I have started a short series on money called "The Great Give: The Discipline of Generous Living." Financial stewardship has been called "the one area of our spiritual lives we cannot fake." Our giving says so much about our spiritual living. Perhaps that's why Jesus taught more about money than He did about heaven or hell.
Once the topic of money is broached, a whole host of practical questions follows. How much? How often? Net or gross income [I love the answer: "If you want a net blessing, give on net income. If you want a gross blessing, give on gross."]? A very important question concerns the destination of our giving. To whom/where should we direct our generosity?
I'd like to answer this question on two fronts. First, I believe it is important for Christians to focus a majority of their charitable giving on Kingdom-centered initiatives. To be sure, the local symphony, animal shelter or policeman's banquet are all noble causes.
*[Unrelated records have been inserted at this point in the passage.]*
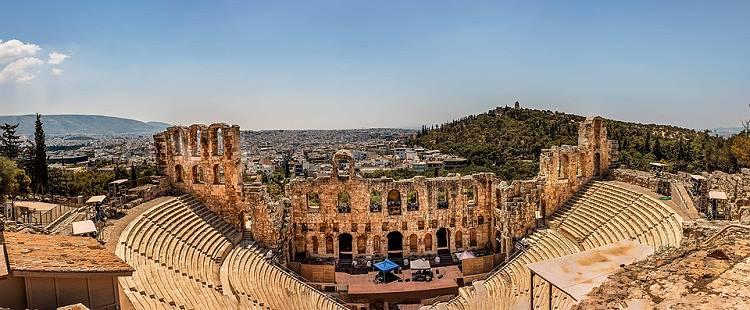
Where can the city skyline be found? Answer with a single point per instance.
(329, 66)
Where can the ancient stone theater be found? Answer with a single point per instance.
(343, 241)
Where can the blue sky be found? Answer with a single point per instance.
(349, 64)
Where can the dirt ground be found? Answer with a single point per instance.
(698, 275)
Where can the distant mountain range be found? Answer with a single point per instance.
(726, 132)
(69, 124)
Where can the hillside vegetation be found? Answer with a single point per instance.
(508, 141)
(83, 124)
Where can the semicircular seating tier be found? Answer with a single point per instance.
(258, 283)
(599, 214)
(177, 249)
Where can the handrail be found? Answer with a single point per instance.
(725, 228)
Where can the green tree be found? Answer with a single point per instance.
(9, 142)
(40, 176)
(13, 180)
(741, 149)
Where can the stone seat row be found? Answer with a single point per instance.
(600, 213)
(175, 249)
(259, 282)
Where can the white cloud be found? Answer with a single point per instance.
(14, 49)
(56, 58)
(19, 61)
(20, 70)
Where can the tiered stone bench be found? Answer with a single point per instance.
(599, 214)
(260, 283)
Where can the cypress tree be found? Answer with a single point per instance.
(10, 143)
(40, 176)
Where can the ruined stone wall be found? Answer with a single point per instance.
(737, 188)
(205, 161)
(268, 221)
(462, 218)
(639, 178)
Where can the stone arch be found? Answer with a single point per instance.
(345, 246)
(597, 164)
(329, 244)
(412, 200)
(442, 198)
(219, 174)
(196, 136)
(197, 174)
(375, 201)
(343, 204)
(427, 240)
(313, 201)
(443, 239)
(178, 173)
(394, 202)
(564, 163)
(581, 164)
(413, 243)
(315, 244)
(342, 163)
(376, 244)
(470, 194)
(395, 245)
(177, 142)
(217, 141)
(361, 245)
(300, 246)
But, when the souls of people are at stake, the greatest investment we can make is in ministries which are strategically and intentionally designed to make Jesus Christ known. This doesn't mean that every ministry is financially accountable or equal in regards to its effectiveness. But, when the Christian has to decide whether to save the trees or save people, give to people. In this, you lay up for yourselves treasure which are heavenly and eternal [Matthew 6:19-20].
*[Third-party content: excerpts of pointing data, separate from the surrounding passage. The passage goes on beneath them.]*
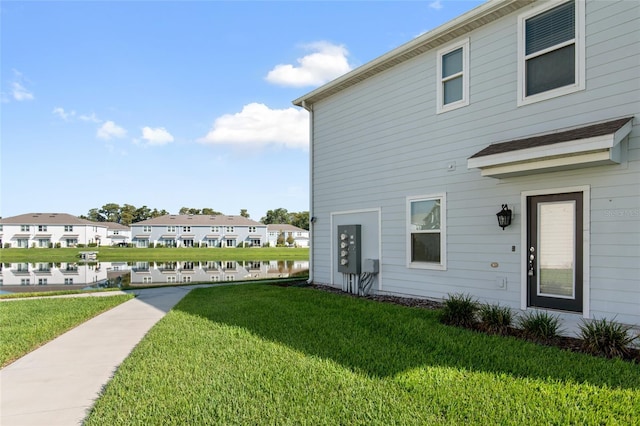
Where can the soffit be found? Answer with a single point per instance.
(586, 146)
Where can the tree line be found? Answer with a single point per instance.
(128, 214)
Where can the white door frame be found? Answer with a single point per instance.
(586, 241)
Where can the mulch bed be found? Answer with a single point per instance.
(563, 342)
Second, I believe it is important for Christians to give to their church first, then to support ministries. Throughout the Bible, God's people were commanded to give their tithe ["tenth"] to the priests, the apostles or the church. The Israelites were not allowed to take a tenth of their crop and distribute it at will. The early church brought their money "to the apostles to give to those who had need" [Acts 4:35]. Each time, God's people entrusted their resources to leaders who were given the responsibility to steward and safeguard the resources.
I believe there is a logistical and spiritual reason for this plan. Logistically, or practically, the community leaders [Levites, apostles, elders, etc.] are charged with seeing the needs in the whole community. As leaders of God's people, they are better able to disburse the funds of God's people in an equitable, balanced, strategic manner. Conversely, if all the people in the church gave to whomever they wished, the church would have no means to accomplish it's central mission. Spiritually, the act of giving is intended to be a step of faith wrapped in surrender. There is the ever-present temptation to go half the distance of faith/surrender by giving, but still attempt to maintain control by personally choosing where my money goes and how it is spent. In this, I miss the full "losing" and "gaining" that God has planned for me [Matthew 16:25].
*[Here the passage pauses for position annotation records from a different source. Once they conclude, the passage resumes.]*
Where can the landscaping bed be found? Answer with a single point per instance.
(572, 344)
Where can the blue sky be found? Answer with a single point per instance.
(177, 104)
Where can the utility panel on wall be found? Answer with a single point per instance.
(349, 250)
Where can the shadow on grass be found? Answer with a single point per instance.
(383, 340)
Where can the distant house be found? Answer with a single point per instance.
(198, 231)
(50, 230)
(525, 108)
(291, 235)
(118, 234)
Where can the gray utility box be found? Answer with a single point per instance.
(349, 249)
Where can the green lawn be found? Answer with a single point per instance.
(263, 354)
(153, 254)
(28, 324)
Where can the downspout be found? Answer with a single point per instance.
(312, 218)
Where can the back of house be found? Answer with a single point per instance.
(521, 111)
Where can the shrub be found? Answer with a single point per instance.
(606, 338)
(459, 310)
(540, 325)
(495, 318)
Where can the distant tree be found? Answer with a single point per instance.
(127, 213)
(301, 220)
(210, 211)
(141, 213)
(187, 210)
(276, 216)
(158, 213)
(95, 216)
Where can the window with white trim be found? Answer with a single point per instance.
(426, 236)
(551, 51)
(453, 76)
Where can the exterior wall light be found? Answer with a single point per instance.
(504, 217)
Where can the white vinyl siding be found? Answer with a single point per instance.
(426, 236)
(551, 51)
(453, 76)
Having offered this perspective, let me also address the other side. I do believe it is important for Christians to support initiatives within their community. Supporting participants in a breast cancer awareness walk-a-thon or giving a contribution to the local Girl Scouts can be a great thing. In addition, I do believe it's important for Christians to support ministry beyond the scope of their church. Hopefully, every believer has a relationship with a missionary whom they support. There are thousands of God-honoring, non-profit organizations who are committed to spiritual life change [I sit on the board of a an incredible Christian fraternity, http://www.betaupsilonchi.org/] and they deserve our partnership, over and above our commitment to our churches.
The good news is that all the money to accomplish all of God's mission is available. Let's seek the wisdom of God to give faithfully, regularly and strategically to the places where we might see the greatest return on our generous investments.